Re: error_severity of brin work item
On 2020-Dec-01, Justin Pryzby wrote: > This was an idea I made up - I don't know any of the details of this, but if > you give a hint I could look at it more. There'd (still) be a race window, > but > I think that's ok. See CommitTransaction() and friends, where AtEOXact_on_commit_actions() and others are called. You'd have to create a new routine (say AtEOXact_Autovacuum or more specific AtEOXact_AutovacuumWorkItems), to be called at the right places in xact.c. Keep a global variable, say a list of OIDs. On subxact commit, the list is reassigned to its parent transaction; on subxact abort, the list is discarded. On top xact commit, the list of OIDs is passed to some new routine in autovacuum.c that scans the workitem array and deletes items as appropriate. Not sure what's a good place for OIDs to be added to the list. We don't have AM-specific entry points for relation drop. I think this is the weakest point of this. > Another idea is if perform_work_item() were responsible for discarding > relations which disappear. Currently it does this, which is racy since it > holds no lock. That has the property that it remains contained in autovacuum.c, but no other advantages I think.

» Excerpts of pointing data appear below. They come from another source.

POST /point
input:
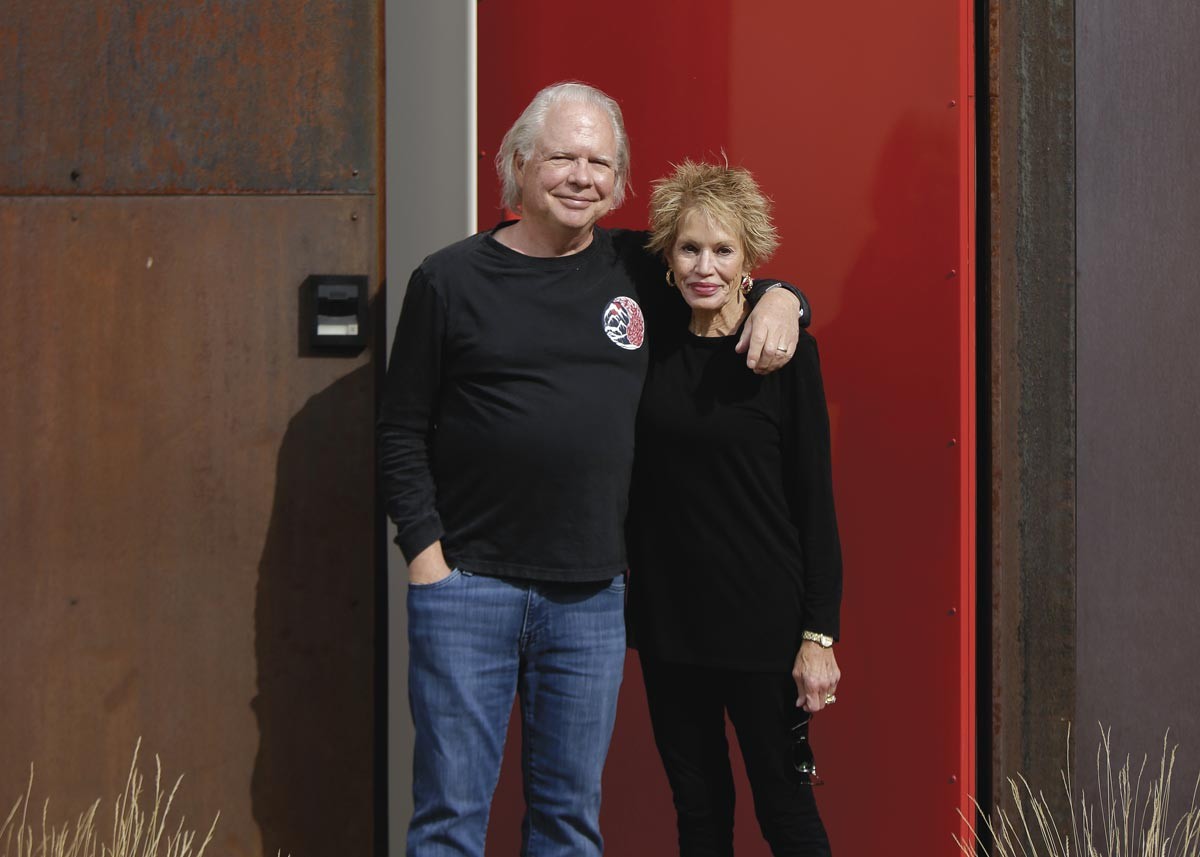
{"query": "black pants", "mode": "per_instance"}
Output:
(688, 706)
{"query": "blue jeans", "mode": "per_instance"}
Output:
(475, 642)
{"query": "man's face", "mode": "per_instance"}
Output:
(567, 184)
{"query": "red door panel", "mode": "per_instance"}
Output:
(856, 118)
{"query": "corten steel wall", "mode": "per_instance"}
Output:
(858, 121)
(1139, 311)
(186, 517)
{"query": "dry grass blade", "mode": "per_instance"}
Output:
(133, 834)
(1134, 815)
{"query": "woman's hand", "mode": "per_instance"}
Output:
(771, 333)
(816, 676)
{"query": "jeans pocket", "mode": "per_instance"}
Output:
(436, 585)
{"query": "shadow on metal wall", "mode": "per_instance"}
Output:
(312, 786)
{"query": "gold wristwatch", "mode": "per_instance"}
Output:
(822, 640)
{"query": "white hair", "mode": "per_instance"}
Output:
(522, 137)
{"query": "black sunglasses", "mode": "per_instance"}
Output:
(802, 753)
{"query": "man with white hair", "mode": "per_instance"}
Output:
(505, 447)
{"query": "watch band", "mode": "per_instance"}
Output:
(822, 640)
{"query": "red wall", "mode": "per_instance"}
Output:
(857, 120)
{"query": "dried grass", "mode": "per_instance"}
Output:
(1129, 817)
(135, 833)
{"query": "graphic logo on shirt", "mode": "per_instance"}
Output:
(624, 323)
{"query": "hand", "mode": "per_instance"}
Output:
(769, 335)
(429, 565)
(816, 676)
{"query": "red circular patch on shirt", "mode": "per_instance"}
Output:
(624, 323)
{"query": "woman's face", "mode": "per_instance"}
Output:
(707, 261)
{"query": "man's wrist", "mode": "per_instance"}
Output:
(763, 286)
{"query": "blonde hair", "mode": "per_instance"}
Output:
(727, 195)
(522, 137)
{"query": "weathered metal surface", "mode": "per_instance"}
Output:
(187, 96)
(1033, 390)
(187, 514)
(1139, 311)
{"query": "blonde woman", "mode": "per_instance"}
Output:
(735, 558)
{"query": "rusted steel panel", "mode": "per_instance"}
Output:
(189, 96)
(187, 513)
(1033, 391)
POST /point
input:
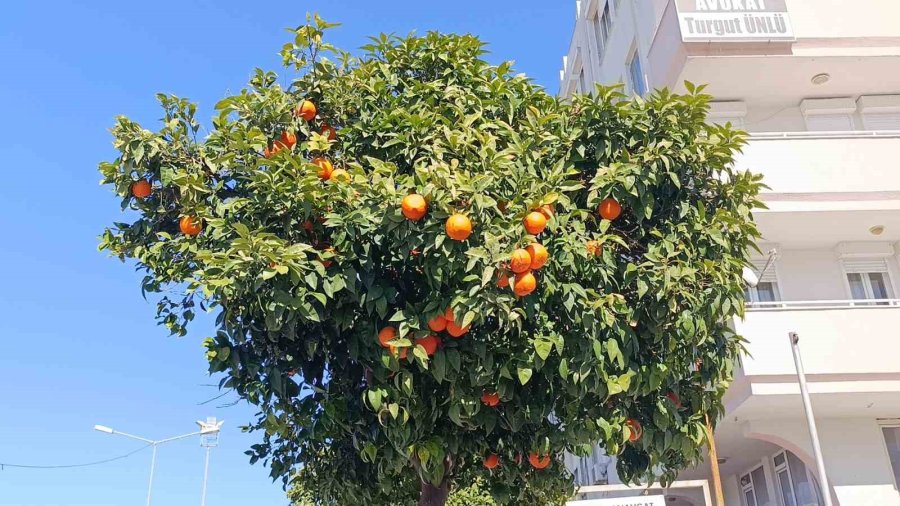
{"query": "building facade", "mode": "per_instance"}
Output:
(816, 83)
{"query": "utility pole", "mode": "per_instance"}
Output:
(810, 418)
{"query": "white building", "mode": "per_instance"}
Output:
(817, 84)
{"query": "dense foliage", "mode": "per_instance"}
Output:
(286, 221)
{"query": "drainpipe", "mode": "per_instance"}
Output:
(810, 419)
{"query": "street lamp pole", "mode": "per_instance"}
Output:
(206, 428)
(810, 418)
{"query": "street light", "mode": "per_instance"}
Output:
(206, 428)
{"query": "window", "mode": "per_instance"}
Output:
(892, 440)
(797, 485)
(636, 75)
(767, 289)
(755, 488)
(868, 279)
(607, 20)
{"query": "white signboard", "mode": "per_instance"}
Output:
(643, 500)
(734, 20)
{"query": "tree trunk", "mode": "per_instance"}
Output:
(434, 496)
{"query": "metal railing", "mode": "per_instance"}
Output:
(818, 305)
(849, 134)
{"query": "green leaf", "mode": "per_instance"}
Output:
(543, 348)
(524, 374)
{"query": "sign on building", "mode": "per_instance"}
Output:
(644, 500)
(734, 20)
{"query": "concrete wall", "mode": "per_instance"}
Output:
(810, 275)
(856, 460)
(816, 19)
(824, 165)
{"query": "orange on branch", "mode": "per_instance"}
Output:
(520, 261)
(340, 176)
(502, 279)
(438, 323)
(459, 227)
(325, 168)
(547, 211)
(414, 207)
(190, 225)
(539, 255)
(386, 335)
(141, 189)
(455, 330)
(306, 110)
(610, 209)
(524, 284)
(535, 223)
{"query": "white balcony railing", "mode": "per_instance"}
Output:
(839, 336)
(812, 305)
(837, 134)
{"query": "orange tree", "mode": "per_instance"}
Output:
(429, 272)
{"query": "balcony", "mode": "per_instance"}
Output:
(840, 163)
(848, 348)
(838, 337)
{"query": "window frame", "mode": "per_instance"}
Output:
(867, 284)
(786, 467)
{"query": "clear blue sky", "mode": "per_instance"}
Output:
(79, 344)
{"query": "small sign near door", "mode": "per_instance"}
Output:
(734, 20)
(643, 500)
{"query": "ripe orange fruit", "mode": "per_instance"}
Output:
(490, 399)
(459, 227)
(325, 168)
(610, 209)
(288, 139)
(340, 176)
(438, 323)
(306, 110)
(190, 225)
(141, 189)
(524, 284)
(520, 261)
(538, 462)
(455, 330)
(535, 223)
(414, 206)
(635, 428)
(547, 211)
(327, 263)
(430, 344)
(386, 335)
(539, 255)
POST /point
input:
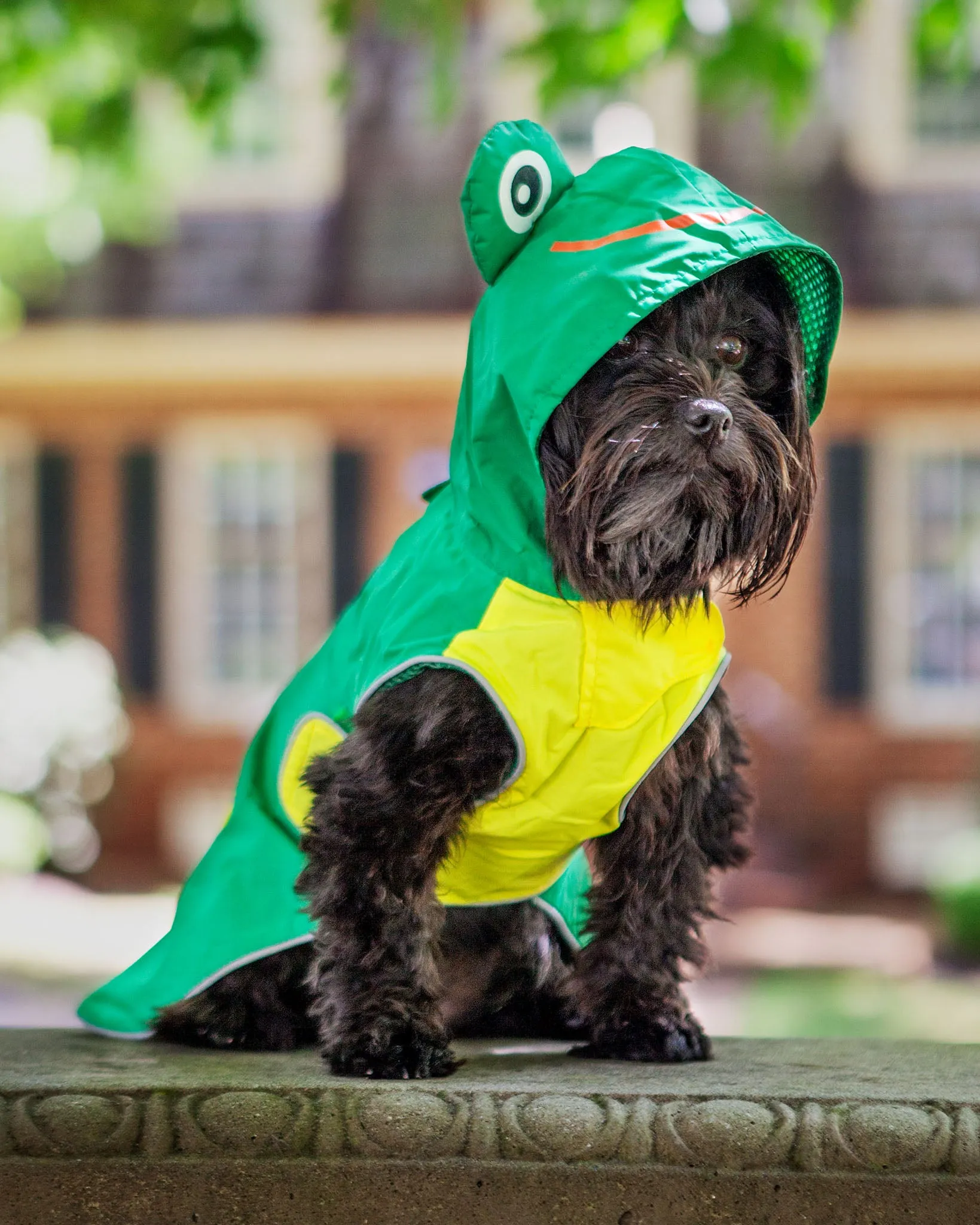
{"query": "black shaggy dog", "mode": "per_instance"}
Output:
(680, 462)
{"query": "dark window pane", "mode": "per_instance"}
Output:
(847, 550)
(54, 537)
(349, 486)
(140, 562)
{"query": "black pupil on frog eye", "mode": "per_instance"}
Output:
(526, 190)
(731, 349)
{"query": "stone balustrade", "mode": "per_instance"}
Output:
(822, 1132)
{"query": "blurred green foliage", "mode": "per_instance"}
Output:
(743, 49)
(102, 100)
(858, 1004)
(97, 103)
(947, 37)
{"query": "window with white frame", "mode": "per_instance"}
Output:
(246, 564)
(16, 529)
(926, 549)
(281, 144)
(907, 129)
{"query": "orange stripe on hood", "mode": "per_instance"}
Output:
(725, 217)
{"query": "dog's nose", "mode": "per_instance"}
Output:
(707, 419)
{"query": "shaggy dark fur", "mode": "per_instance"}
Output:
(682, 461)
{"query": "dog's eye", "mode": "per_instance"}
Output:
(732, 349)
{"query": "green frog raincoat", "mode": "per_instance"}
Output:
(591, 697)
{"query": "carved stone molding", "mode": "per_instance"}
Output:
(432, 1124)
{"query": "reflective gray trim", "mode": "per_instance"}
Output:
(448, 662)
(297, 728)
(704, 701)
(246, 961)
(558, 919)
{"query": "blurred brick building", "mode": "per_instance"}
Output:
(205, 496)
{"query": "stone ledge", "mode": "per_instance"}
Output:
(890, 1115)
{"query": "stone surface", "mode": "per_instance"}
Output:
(836, 1131)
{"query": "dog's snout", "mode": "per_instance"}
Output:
(707, 419)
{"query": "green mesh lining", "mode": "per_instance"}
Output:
(815, 284)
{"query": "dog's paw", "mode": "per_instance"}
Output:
(661, 1040)
(407, 1055)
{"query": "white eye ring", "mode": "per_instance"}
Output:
(517, 222)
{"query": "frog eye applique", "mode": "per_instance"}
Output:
(516, 175)
(524, 190)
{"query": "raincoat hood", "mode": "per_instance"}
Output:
(572, 265)
(592, 697)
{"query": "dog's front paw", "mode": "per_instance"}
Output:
(404, 1055)
(660, 1040)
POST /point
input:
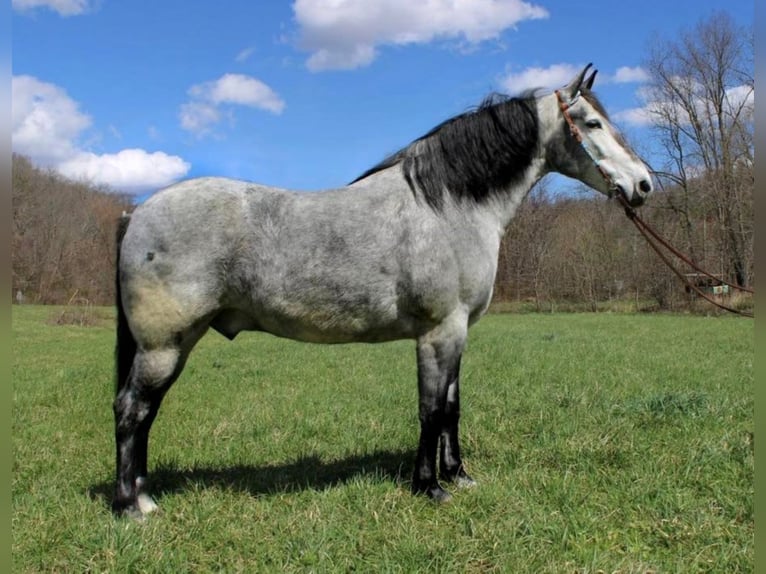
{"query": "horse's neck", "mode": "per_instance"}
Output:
(501, 208)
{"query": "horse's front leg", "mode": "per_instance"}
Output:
(439, 353)
(450, 462)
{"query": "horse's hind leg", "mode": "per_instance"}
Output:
(135, 408)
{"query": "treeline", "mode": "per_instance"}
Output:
(63, 237)
(560, 252)
(583, 252)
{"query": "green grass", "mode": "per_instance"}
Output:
(600, 442)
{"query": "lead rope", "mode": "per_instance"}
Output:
(644, 228)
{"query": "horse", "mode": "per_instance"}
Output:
(408, 250)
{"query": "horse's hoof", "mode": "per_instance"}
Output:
(439, 495)
(131, 512)
(462, 480)
(146, 504)
(433, 491)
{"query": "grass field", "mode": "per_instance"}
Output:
(601, 442)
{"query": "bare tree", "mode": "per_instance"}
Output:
(702, 92)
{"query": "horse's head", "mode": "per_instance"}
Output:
(585, 145)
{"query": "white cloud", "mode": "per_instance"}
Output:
(344, 34)
(129, 170)
(551, 77)
(46, 121)
(204, 110)
(740, 101)
(63, 7)
(47, 125)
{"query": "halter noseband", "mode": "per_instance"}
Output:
(564, 106)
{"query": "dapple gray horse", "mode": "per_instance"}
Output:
(407, 251)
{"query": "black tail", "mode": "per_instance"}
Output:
(125, 348)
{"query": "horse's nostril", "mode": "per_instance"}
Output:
(645, 185)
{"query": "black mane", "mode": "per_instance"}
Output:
(473, 155)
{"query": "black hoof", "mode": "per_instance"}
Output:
(460, 479)
(123, 510)
(432, 491)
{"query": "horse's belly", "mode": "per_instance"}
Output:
(316, 324)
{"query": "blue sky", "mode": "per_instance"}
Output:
(304, 94)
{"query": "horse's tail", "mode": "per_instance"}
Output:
(125, 347)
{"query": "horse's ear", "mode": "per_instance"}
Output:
(588, 83)
(574, 86)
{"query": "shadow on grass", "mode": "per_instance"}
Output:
(308, 472)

Re: error_severity of brin work item
On Tue, Dec 01, 2020 at 11:07:30AM -0300, Alvaro Herrera wrote: > > Should it be done in an AtCommit hook or something like that ? > > I didn't like this idea much on first read, on extensibility grounds, > but perhaps it's not so bad because we can generalize it whenever > there's pressure to add a second type of work-item (*if* that ever > happens). > > I suppose the idea is that index_drop saves the index OID when a BRIN > index with autosummarization=on is dropped, and then the > AtCommit_WorkItems() call scans the items list and drops those that > match any OIDs in the list. (It does require to be mindful of subxact > aborts, of course.) This was an idea I made up - I don't know any of the details of this, but if you give a hint I could look at it more. There'd (still) be a race window, but I think that's ok. Another idea is if perform_work_item() were responsible for discarding relations which disappear. Currently it does this, which is racy since it holds no lock. cur_relname = get_rel_name(workitem->avw_relation); cur_nspname = get_namespace_name(get_rel_namespace(workitem->avw_relation)); cur_datname = get_database_name(MyDatabaseId); if (!cur_relname || !cur_nspname || !cur_datname) goto deleted2; -- Justin
Re: error_severity of brin work item
On 2020-Nov-30, Justin Pryzby wrote: > On Mon, Nov 30, 2020 at 08:47:32PM -0300, Alvaro Herrera wrote: > > The more I look at this, the less I like it. This would set a precedent > > that any action that can be initiated from an autovac work-item has a > > requirement of silently being discarded when it referenced a > > non-existant relation. > > My original request was to change to INFO, which is what vacuum proper does at > vacuum_open_relation(). I realize that still means that new work item > handlers > would have to do the LockOid, try_open dance - maybe it could be factored out. As I understand, INFO is not well suited to messages that are not going to the client. Anyway, my point is about the contortions that are needed to support the case, rather than what exactly do we do when it happens. Retrospectively, it's strange that this problem (what happens when indexes with pending work-items are dropped) hadn't manifested. It seems a pretty obvious one. > > I'd rather have the code that drops the index go through the list of > > work-items and delete those that reference that relation. > > > > I'm not sure if this is something that ought to be done in index_drop(); > > One objection might be that if the drop is rolled back, the work-items > > are lost. > > Should it be done in an AtCommit hook or something like that ? I didn't like this idea much on first read, on extensibility grounds, but perhaps it's not so bad because we can generalize it whenever there's pressure to add a second type of work-item (*if* that ever happens). I suppose the idea is that index_drop saves the index OID when a BRIN index with autosummarization=on is dropped, and then the AtCommit_WorkItems() call scans the items list and drops those that match any OIDs in the list. (It does require to be mindful of subxact aborts, of course.)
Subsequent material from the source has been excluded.